Figure 6. Tumors in Gnas mutants exhibit a gene expression signature resembling SHH-MB.

(a) Heatmap analysis of gene profiling of control cerebella (n = 3) and tumor tissues (n = 8) from Olig1:Gnas mutants by RNA-sequencing shows upregulation of Shh pathway components in tumors. The color bar shows expression intensity.

(b) Relative expression of Shh pathway components between control and Olig1:Gnas tumors from four month old animals (n = eight per group) was assayed by qRT-PCR. ** p < 0.01; Student's t test.

(c) Regression analysis of gene expression profiles indicates a direct correlation of gene transcription profiles between GFAP:Gnas and Olig1:Gnas tumors (n = eight per group).

(d-e) Cross-species comparison of global differential expression from Affymetrix microarray analysis of mouse tumors (n = eight per group) with bona fide human MB subgroups by AGDEX3 R algorithm. Bar graphs represent the cosine similarity measure and reflect the similarity of global expression profile between each mouse tumor subtype and each human MB subgroup.

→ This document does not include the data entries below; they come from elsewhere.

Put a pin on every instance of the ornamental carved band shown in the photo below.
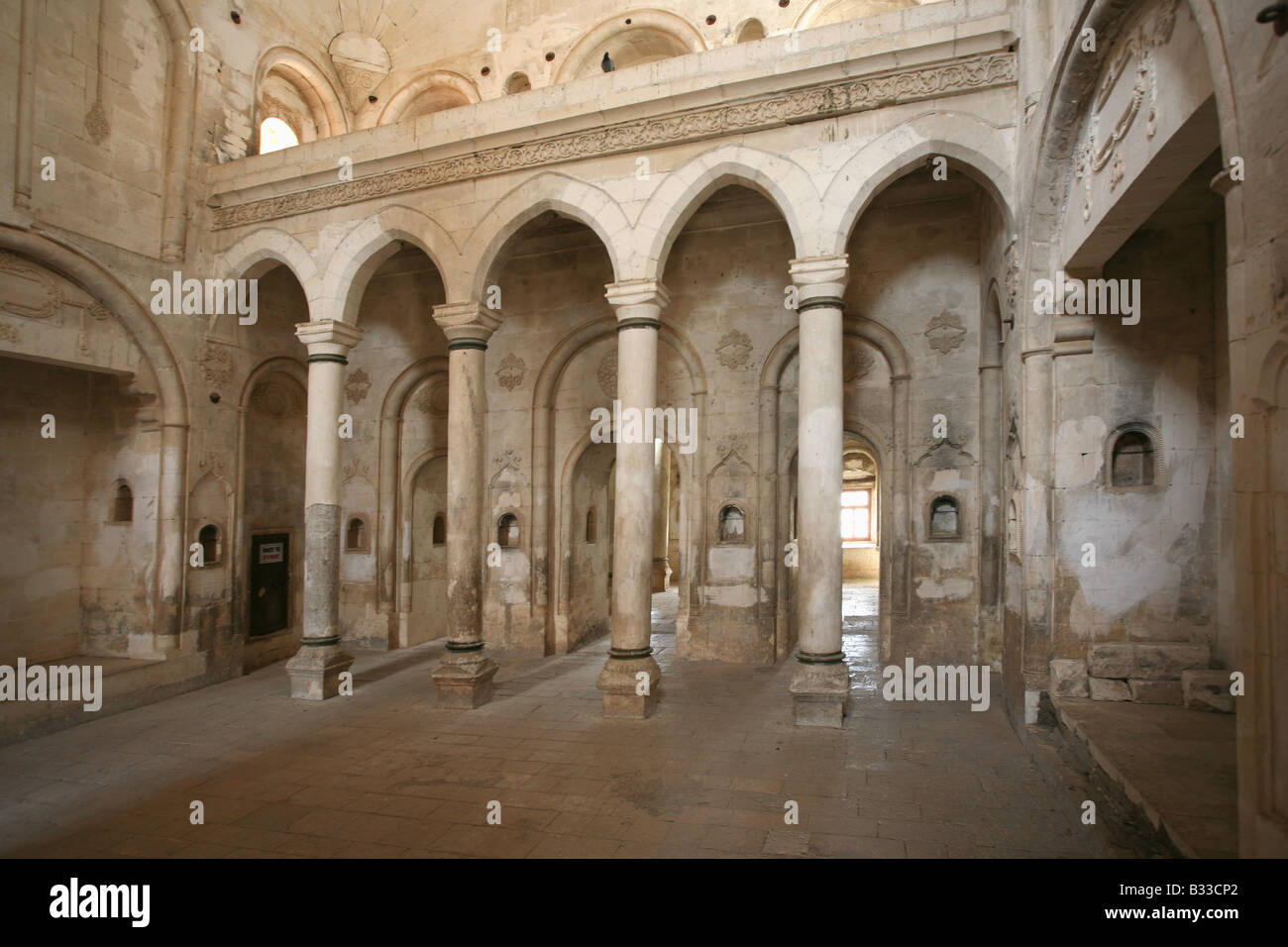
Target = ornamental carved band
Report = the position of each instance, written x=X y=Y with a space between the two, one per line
x=967 y=73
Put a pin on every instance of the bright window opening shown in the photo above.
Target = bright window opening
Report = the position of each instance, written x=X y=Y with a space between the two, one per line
x=855 y=515
x=275 y=134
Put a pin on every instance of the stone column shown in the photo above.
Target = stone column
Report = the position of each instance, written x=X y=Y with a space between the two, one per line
x=314 y=672
x=465 y=674
x=820 y=681
x=661 y=517
x=639 y=305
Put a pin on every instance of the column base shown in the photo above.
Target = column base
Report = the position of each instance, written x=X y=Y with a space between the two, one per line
x=464 y=680
x=661 y=575
x=621 y=685
x=314 y=672
x=819 y=690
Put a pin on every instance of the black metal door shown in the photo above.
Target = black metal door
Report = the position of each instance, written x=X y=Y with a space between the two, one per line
x=269 y=582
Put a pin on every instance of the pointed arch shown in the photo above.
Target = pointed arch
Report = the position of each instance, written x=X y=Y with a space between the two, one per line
x=374 y=241
x=781 y=180
x=548 y=191
x=452 y=84
x=591 y=46
x=313 y=85
x=979 y=150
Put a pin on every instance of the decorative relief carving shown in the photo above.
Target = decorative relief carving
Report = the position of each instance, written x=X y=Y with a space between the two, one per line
x=606 y=373
x=945 y=333
x=733 y=350
x=511 y=371
x=858 y=361
x=836 y=98
x=217 y=365
x=1133 y=55
x=357 y=385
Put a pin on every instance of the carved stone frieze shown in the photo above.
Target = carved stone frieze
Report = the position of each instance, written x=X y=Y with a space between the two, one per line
x=966 y=73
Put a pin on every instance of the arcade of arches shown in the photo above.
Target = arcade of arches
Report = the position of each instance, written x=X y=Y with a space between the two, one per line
x=810 y=241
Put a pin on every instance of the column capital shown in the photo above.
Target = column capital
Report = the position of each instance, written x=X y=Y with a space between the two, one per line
x=467 y=322
x=638 y=302
x=327 y=341
x=819 y=279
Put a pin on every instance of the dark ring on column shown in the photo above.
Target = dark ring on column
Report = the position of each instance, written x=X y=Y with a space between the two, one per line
x=639 y=322
x=822 y=303
x=829 y=659
x=629 y=654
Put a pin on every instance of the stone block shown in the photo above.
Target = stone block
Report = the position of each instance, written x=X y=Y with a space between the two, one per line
x=1155 y=690
x=1207 y=690
x=1109 y=689
x=1109 y=660
x=1068 y=678
x=1168 y=660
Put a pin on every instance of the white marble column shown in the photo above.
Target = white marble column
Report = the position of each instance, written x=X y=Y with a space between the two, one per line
x=639 y=305
x=820 y=681
x=465 y=674
x=314 y=672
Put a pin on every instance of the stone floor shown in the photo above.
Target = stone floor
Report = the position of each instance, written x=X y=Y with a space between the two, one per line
x=386 y=774
x=1179 y=766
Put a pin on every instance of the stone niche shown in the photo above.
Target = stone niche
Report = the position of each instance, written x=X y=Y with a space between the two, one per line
x=730 y=628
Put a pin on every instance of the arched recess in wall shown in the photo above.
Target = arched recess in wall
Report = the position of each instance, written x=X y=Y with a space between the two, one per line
x=750 y=30
x=896 y=525
x=782 y=182
x=430 y=91
x=172 y=408
x=631 y=39
x=274 y=395
x=550 y=487
x=393 y=505
x=823 y=12
x=292 y=88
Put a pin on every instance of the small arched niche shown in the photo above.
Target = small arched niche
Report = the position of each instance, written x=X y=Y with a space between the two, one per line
x=732 y=525
x=1133 y=458
x=356 y=539
x=123 y=504
x=507 y=531
x=945 y=519
x=211 y=548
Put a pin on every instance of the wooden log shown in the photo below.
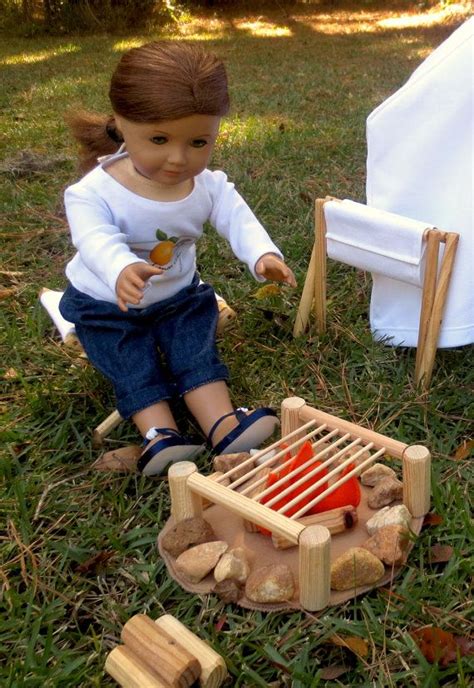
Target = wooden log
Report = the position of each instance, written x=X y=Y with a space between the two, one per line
x=335 y=520
x=315 y=567
x=213 y=668
x=160 y=651
x=393 y=447
x=105 y=428
x=247 y=508
x=184 y=503
x=417 y=480
x=129 y=672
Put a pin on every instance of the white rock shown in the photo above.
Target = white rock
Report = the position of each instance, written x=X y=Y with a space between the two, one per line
x=389 y=516
x=232 y=564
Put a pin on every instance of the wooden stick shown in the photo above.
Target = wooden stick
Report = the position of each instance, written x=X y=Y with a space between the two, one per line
x=289 y=413
x=320 y=266
x=184 y=503
x=307 y=295
x=305 y=478
x=393 y=447
x=125 y=667
x=417 y=480
x=432 y=335
x=160 y=651
x=314 y=567
x=105 y=428
x=355 y=471
x=336 y=521
x=273 y=459
x=286 y=463
x=213 y=667
x=433 y=239
x=247 y=508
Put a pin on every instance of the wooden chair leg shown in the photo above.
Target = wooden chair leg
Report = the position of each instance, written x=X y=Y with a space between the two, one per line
x=433 y=239
x=320 y=267
x=434 y=325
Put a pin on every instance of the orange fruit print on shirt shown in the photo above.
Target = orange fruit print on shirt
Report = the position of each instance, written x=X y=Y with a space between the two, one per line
x=162 y=253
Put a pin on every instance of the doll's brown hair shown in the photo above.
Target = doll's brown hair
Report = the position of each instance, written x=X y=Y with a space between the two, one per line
x=157 y=81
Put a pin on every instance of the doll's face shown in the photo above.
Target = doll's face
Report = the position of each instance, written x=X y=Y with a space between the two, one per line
x=170 y=152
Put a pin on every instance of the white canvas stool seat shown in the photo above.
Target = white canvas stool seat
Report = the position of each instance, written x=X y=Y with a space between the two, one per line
x=387 y=244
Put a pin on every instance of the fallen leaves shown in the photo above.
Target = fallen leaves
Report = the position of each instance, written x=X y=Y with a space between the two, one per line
x=442 y=647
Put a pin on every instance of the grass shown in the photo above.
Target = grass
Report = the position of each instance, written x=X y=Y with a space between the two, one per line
x=303 y=83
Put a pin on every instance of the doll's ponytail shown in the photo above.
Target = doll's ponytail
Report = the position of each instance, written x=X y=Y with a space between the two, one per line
x=96 y=135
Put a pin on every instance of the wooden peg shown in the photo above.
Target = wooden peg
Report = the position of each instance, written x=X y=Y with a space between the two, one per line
x=129 y=672
x=213 y=667
x=315 y=567
x=417 y=479
x=184 y=503
x=336 y=521
x=160 y=651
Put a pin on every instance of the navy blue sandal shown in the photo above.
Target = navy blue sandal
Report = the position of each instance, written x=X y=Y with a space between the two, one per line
x=170 y=448
x=253 y=429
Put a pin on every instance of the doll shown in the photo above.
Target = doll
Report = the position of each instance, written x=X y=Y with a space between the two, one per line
x=148 y=324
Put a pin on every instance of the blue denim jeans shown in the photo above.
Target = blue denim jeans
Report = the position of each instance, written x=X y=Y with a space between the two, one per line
x=154 y=353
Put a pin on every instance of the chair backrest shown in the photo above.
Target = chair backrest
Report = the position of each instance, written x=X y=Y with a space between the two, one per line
x=388 y=244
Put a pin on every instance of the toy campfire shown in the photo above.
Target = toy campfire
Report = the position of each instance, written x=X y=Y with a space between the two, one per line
x=312 y=520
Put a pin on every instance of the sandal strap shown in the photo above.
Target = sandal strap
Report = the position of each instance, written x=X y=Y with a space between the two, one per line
x=238 y=413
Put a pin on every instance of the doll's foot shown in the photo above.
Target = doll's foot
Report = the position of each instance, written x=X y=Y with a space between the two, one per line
x=167 y=447
x=242 y=430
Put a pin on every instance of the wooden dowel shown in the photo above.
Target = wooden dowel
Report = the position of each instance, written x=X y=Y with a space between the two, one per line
x=286 y=463
x=247 y=508
x=213 y=668
x=289 y=414
x=433 y=239
x=393 y=447
x=184 y=503
x=106 y=427
x=307 y=296
x=305 y=478
x=314 y=567
x=160 y=651
x=417 y=480
x=129 y=672
x=355 y=471
x=272 y=459
x=255 y=457
x=319 y=288
x=434 y=325
x=338 y=520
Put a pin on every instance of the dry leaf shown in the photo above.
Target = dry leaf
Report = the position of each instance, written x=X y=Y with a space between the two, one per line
x=432 y=519
x=358 y=645
x=441 y=646
x=267 y=291
x=123 y=460
x=440 y=554
x=464 y=450
x=97 y=561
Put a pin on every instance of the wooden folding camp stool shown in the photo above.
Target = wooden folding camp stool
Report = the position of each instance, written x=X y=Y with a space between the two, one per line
x=435 y=288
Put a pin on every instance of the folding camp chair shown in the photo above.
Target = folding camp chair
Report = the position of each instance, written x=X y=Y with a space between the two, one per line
x=356 y=234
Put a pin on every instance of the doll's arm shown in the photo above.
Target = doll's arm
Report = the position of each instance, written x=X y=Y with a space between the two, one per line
x=272 y=267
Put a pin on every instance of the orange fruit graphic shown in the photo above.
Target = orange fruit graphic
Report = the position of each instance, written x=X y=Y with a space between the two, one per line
x=162 y=253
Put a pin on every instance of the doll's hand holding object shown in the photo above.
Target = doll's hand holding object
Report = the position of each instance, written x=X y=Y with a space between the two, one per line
x=274 y=268
x=132 y=281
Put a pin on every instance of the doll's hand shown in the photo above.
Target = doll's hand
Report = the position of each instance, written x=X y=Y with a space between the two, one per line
x=272 y=267
x=131 y=283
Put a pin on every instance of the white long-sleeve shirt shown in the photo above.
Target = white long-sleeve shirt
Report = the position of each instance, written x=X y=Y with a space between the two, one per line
x=112 y=227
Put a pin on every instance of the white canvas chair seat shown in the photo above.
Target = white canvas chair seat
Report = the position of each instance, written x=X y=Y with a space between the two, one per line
x=387 y=244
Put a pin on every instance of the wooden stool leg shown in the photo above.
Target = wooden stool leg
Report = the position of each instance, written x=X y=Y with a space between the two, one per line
x=432 y=335
x=315 y=567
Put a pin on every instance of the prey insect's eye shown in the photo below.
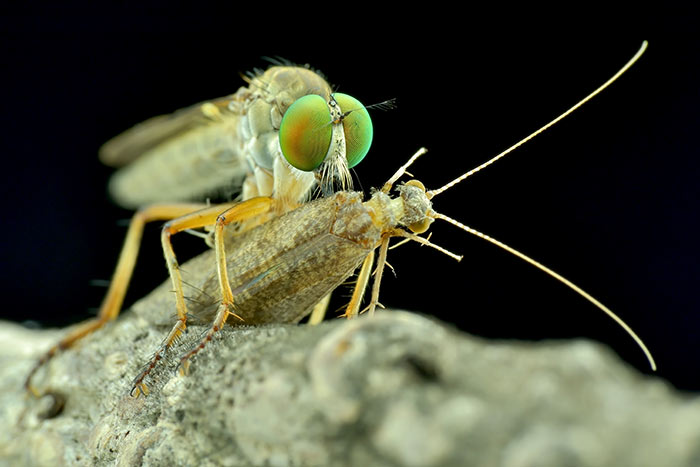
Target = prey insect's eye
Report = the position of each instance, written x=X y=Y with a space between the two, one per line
x=305 y=132
x=357 y=126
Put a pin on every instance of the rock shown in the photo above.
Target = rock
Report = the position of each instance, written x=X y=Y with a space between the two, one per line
x=396 y=389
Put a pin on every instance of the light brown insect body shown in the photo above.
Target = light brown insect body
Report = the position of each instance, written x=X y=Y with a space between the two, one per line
x=286 y=266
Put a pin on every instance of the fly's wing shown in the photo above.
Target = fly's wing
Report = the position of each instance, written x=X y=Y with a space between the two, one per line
x=188 y=155
x=136 y=141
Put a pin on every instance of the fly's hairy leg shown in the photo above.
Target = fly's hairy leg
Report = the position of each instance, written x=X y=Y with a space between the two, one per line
x=319 y=311
x=358 y=292
x=111 y=304
x=193 y=220
x=241 y=212
x=381 y=262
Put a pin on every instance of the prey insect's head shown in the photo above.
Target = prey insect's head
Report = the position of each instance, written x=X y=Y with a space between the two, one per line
x=327 y=135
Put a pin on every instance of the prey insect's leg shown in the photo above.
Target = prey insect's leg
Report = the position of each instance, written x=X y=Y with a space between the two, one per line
x=360 y=286
x=319 y=311
x=238 y=213
x=111 y=305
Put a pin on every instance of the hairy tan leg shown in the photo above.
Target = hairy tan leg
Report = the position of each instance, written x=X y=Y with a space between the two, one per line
x=240 y=212
x=111 y=304
x=319 y=311
x=201 y=218
x=360 y=286
x=381 y=261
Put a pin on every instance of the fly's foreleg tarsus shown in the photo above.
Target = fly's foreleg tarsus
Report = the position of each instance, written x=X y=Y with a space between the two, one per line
x=221 y=315
x=241 y=212
x=111 y=305
x=379 y=271
x=191 y=220
x=353 y=307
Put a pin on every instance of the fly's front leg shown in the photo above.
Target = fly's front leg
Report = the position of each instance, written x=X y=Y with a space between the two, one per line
x=111 y=305
x=192 y=220
x=381 y=262
x=241 y=212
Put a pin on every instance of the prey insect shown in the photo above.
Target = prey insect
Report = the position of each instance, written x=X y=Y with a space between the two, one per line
x=278 y=139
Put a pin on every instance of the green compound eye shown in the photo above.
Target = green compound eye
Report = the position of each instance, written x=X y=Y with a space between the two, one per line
x=357 y=126
x=305 y=132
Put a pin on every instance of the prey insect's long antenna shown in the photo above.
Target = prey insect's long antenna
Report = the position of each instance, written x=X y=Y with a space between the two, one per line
x=433 y=193
x=558 y=277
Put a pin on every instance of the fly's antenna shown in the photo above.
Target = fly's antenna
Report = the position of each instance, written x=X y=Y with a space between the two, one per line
x=558 y=277
x=432 y=193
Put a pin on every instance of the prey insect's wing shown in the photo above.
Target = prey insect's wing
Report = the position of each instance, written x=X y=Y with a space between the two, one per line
x=189 y=154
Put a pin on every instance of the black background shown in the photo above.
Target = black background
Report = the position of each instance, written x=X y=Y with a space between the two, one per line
x=608 y=198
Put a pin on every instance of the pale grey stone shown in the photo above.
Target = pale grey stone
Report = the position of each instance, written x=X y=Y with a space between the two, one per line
x=396 y=389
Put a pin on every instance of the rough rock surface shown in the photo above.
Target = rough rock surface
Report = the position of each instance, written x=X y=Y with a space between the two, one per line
x=397 y=389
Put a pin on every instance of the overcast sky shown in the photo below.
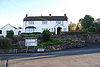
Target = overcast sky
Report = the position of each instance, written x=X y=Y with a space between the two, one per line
x=13 y=11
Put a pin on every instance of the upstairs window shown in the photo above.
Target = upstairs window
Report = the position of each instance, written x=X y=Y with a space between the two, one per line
x=31 y=22
x=58 y=22
x=44 y=22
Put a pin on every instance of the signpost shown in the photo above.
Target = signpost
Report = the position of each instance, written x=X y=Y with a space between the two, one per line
x=30 y=42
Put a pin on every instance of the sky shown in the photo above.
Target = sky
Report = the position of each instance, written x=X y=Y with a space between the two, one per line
x=13 y=11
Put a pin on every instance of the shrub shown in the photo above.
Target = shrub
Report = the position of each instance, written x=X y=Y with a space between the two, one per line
x=46 y=34
x=72 y=40
x=91 y=29
x=10 y=34
x=5 y=43
x=16 y=39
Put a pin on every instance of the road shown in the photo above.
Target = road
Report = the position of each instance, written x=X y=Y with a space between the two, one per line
x=12 y=60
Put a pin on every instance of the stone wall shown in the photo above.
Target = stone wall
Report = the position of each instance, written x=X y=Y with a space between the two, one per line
x=90 y=38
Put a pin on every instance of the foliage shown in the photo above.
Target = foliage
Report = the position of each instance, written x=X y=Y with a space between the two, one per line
x=5 y=43
x=20 y=43
x=72 y=27
x=50 y=42
x=16 y=39
x=46 y=34
x=0 y=31
x=72 y=40
x=19 y=47
x=10 y=34
x=87 y=21
x=97 y=27
x=91 y=29
x=34 y=34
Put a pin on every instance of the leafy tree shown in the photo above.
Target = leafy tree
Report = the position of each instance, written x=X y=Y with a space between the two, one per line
x=10 y=34
x=72 y=27
x=87 y=21
x=46 y=34
x=97 y=27
x=5 y=43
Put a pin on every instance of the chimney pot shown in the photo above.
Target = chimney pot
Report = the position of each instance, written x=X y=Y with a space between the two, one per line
x=26 y=15
x=64 y=14
x=49 y=14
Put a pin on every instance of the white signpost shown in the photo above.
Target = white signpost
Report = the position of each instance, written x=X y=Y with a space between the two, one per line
x=30 y=42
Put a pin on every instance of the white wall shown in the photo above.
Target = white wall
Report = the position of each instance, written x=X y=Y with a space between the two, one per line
x=51 y=24
x=9 y=27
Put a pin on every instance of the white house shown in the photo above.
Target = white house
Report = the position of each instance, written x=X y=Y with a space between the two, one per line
x=55 y=24
x=9 y=27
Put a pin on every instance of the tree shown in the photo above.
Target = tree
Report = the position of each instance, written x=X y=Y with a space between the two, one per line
x=87 y=21
x=46 y=34
x=5 y=43
x=72 y=27
x=10 y=34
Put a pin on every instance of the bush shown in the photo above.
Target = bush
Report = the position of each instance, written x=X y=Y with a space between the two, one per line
x=5 y=43
x=72 y=41
x=51 y=42
x=16 y=39
x=91 y=29
x=10 y=34
x=46 y=34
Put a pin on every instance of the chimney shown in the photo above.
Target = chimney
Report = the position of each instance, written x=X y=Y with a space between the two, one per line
x=64 y=14
x=26 y=15
x=49 y=14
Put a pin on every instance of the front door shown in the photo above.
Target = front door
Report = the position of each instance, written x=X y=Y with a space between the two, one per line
x=59 y=30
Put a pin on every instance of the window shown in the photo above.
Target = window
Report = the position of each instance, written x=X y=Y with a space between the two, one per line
x=58 y=22
x=31 y=22
x=51 y=29
x=64 y=29
x=29 y=30
x=44 y=22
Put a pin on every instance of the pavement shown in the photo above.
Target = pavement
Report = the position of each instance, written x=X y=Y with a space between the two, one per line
x=81 y=57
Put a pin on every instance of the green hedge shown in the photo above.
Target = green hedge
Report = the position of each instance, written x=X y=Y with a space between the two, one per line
x=50 y=42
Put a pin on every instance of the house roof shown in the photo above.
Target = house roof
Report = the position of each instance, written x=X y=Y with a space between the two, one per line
x=45 y=18
x=30 y=27
x=7 y=25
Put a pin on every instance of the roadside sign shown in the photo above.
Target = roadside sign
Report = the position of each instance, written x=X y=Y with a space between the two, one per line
x=30 y=42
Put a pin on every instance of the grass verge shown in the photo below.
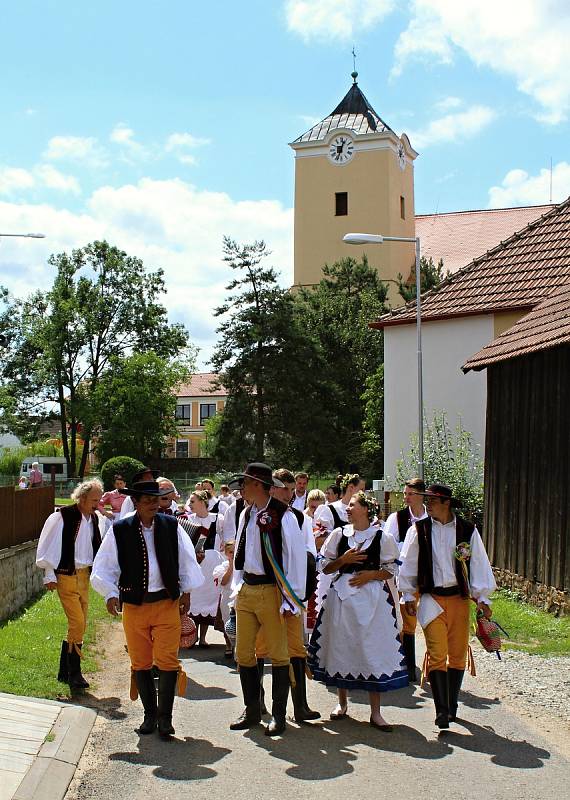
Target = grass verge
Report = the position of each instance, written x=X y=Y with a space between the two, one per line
x=30 y=645
x=530 y=629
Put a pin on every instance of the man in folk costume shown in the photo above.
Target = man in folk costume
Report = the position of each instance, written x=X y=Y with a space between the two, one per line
x=67 y=546
x=147 y=564
x=444 y=559
x=398 y=525
x=270 y=571
x=295 y=627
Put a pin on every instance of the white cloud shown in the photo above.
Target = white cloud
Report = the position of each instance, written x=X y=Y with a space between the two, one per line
x=519 y=188
x=170 y=224
x=453 y=127
x=336 y=19
x=523 y=39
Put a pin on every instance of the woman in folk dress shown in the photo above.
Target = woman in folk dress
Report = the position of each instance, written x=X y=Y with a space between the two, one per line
x=356 y=641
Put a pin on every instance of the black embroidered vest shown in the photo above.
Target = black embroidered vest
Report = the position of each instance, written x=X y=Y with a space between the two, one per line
x=463 y=532
x=133 y=557
x=71 y=521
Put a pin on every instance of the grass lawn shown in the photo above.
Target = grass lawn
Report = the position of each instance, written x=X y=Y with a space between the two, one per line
x=529 y=628
x=30 y=645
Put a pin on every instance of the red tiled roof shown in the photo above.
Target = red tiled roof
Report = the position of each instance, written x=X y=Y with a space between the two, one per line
x=461 y=236
x=515 y=275
x=202 y=384
x=547 y=325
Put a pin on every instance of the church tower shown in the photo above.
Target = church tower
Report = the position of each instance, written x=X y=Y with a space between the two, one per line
x=353 y=174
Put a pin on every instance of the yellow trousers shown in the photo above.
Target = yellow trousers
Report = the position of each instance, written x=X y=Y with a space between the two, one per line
x=257 y=607
x=447 y=636
x=152 y=631
x=73 y=591
x=295 y=639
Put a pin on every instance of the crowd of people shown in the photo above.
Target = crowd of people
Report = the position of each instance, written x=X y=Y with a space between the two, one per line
x=315 y=583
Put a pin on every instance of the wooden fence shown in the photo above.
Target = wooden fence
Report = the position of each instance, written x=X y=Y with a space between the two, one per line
x=23 y=513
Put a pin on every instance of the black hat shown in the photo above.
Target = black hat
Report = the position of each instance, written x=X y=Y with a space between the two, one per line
x=258 y=472
x=146 y=487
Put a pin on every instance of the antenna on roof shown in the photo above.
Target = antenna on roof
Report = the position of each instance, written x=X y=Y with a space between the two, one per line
x=354 y=73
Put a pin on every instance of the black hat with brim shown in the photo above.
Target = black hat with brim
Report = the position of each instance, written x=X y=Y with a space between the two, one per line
x=257 y=471
x=145 y=487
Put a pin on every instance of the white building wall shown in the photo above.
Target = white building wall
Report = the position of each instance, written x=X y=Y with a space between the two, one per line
x=446 y=344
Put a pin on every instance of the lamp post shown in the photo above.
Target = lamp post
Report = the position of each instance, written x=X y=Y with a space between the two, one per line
x=371 y=238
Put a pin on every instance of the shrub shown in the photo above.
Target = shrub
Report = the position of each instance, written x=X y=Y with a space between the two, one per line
x=122 y=465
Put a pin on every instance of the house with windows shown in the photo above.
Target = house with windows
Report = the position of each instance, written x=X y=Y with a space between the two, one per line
x=196 y=402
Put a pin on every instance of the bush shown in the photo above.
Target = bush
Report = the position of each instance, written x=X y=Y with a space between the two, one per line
x=122 y=465
x=450 y=457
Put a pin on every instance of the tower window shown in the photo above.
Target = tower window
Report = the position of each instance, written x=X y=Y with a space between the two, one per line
x=341 y=204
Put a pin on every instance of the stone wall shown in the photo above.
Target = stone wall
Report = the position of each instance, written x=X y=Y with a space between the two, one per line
x=546 y=597
x=20 y=579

(f) Principal component analysis (PCA) of expression profiles between human and above mouse tumor samples. Arrows indicate that gene expression profiles of mouse tumors match to Shh-subgroup.

(g) Subgrouping analysis by nanoString technology indicates the MB from the patient with a GNAS homozygous nonsense mutation resembles a SHH-group tumor with high confidence (PAM prediction score = 0.999996).